Сколько раз, бывало, проходил он, как триумфатор, по этой чудесной Тарасконской дороге, на которую падает тень только от телеграфных столбов, по хрустящему под ногами белому-белому песку, во главе альпинцев или же стрелков по фуражкам! А теперь кто бы узнал в грязном оборванце, сторожким взглядом бродяги высматривающем полицейских, прежнего Тартарена, бесстрашного, щегольски одетого? Хотя стояла осень, но все же сильно пекло, и Тартарен с наслаждением ел в холодке, возле телеги, купленный им у огородника арбуз, а огородник изливал ему свою ярость на тарасконских хозяек, ни одна из которых не пришла нынче на рынок «из-за того, что идет заупокойная обедня по каком-то горожанине, который свалился в яму где-то в горах. Ишь, ишь, звонят!.. Отсюда слыхать…».

Сомнений не оставалось: этот заунывный похоронный звон, донесенный теплым ветерком в пустую деревушку, раздавался по случаю кончины Бомпара!

Какая встреча великому человеку, возвращающемуся на родину!

Когда, быстрым движением отворив и захлопнув калитку, Тартарен вошел в свой садик и увидел обсаженные самшитом узенькие, чистенькие дорожки, бассейн и фонтан, красных рыбок, заметавшихся, чуть только хрустнул песок у него под ногами, гигантский баобаб в горшке из-под резеды, на одно мгновение его душу окутал уют этой норы капустного кролика, после стольких тревог и приключений он вдруг почувствовал себя в безопасности, впал в блаженно-умиленное состояние. Но тут колокола, проклятые колокола зазвонили еще громче, и от этих гулких унылых ударов сердце у Тартарена снова болезненно сжалось. В похоронном звоне ему слышался вопрос: «Каин, где Авель, брат твой? Тартарен, что сталось с Бомпаром?» И тут он, подавленный, пришибленный, к великому ужасу красных рыбок, беспомощно опустился на горячий от солнца край бассейна.

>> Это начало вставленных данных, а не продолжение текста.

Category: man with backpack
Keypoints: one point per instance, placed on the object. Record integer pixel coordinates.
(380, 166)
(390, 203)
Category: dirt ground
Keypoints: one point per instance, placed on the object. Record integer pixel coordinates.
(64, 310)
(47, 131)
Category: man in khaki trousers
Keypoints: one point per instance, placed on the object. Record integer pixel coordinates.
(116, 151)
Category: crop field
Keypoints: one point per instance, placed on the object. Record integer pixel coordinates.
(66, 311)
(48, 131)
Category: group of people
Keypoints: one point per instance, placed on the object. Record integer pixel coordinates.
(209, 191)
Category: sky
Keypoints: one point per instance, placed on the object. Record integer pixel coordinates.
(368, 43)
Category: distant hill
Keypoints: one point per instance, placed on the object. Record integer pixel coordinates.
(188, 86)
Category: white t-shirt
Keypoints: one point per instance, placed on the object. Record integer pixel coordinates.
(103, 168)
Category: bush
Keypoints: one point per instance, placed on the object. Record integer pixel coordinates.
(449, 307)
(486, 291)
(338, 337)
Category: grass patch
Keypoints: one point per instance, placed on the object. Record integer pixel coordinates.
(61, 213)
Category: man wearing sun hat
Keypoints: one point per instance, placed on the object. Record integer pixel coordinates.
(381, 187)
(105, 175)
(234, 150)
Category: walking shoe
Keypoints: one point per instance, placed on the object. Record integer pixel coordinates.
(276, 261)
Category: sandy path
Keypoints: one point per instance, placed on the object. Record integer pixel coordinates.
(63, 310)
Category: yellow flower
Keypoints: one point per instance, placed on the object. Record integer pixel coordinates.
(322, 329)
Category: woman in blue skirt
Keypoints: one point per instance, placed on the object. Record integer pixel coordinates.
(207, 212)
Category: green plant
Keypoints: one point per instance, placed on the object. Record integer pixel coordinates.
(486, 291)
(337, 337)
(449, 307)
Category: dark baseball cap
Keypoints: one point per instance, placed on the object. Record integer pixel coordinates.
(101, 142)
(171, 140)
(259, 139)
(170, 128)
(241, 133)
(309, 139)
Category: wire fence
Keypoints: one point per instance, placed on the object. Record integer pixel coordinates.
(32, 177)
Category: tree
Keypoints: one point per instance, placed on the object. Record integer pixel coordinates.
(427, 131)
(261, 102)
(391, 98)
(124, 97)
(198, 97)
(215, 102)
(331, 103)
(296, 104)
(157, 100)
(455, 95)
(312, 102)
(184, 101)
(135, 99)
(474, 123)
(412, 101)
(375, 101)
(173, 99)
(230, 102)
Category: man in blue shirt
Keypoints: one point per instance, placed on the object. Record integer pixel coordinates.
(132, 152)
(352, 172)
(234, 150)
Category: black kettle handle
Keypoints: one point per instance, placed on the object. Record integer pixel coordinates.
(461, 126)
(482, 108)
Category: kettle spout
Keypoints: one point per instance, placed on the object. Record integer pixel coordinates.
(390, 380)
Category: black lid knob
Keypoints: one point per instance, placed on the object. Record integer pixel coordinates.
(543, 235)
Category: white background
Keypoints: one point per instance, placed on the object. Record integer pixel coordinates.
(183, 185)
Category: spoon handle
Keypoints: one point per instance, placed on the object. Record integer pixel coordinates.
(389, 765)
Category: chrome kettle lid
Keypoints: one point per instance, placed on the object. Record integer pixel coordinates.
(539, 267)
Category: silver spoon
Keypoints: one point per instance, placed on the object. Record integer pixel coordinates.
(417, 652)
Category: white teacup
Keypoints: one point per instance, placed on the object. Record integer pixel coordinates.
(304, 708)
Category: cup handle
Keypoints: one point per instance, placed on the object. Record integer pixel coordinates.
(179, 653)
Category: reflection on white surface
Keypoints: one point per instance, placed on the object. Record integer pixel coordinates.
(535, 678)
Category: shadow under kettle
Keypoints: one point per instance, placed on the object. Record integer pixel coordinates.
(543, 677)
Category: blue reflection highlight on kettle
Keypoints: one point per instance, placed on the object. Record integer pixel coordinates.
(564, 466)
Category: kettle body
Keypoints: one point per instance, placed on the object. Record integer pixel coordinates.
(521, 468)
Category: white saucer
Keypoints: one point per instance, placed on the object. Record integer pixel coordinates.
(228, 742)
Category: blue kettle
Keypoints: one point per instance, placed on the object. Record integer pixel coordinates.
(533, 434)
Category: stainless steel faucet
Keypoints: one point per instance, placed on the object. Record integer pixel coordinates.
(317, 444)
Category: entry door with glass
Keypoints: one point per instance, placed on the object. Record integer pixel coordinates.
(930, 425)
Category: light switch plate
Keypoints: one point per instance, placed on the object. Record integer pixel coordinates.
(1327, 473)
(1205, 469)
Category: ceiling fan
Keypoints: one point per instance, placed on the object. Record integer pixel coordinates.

Колокола смолкли. Шум толпы схлынул с соборной паперти, и там осталась лишь бормочущая нищенка да каменные изваяния святых. Служба кончилась, весь Тараскон направляется к Клубу альпинцев, где в торжественной обстановке Бомпар должен рассказать о катастрофе, дать подробный отчет о последних минутах П.К.А. В зале заседаний наряду с членами Клуба занимают места представители привилегированных сословий — офицеры, священники, дворяне, богатые коммерсанты, и в настежь раскрытые окна, сливаясь с речами этих господ, врываются то мощные, то жалобные звуки городского оркестра, расположившегося внизу на крыльце. Тарасконцы теснятся вокруг музыкантов, становятся на цыпочки, вытягивают шеи, пытаясь уловить хоть что-нибудь из того, что говорится на заседании, но окна высоко, и так бы вся эта огромная толпа и осталась в неведении, если бы не несколько сорванцов, которые взобрались на большой платан и оттуда швыряют в толпу различные сообщения, как швыряются вишневыми косточками.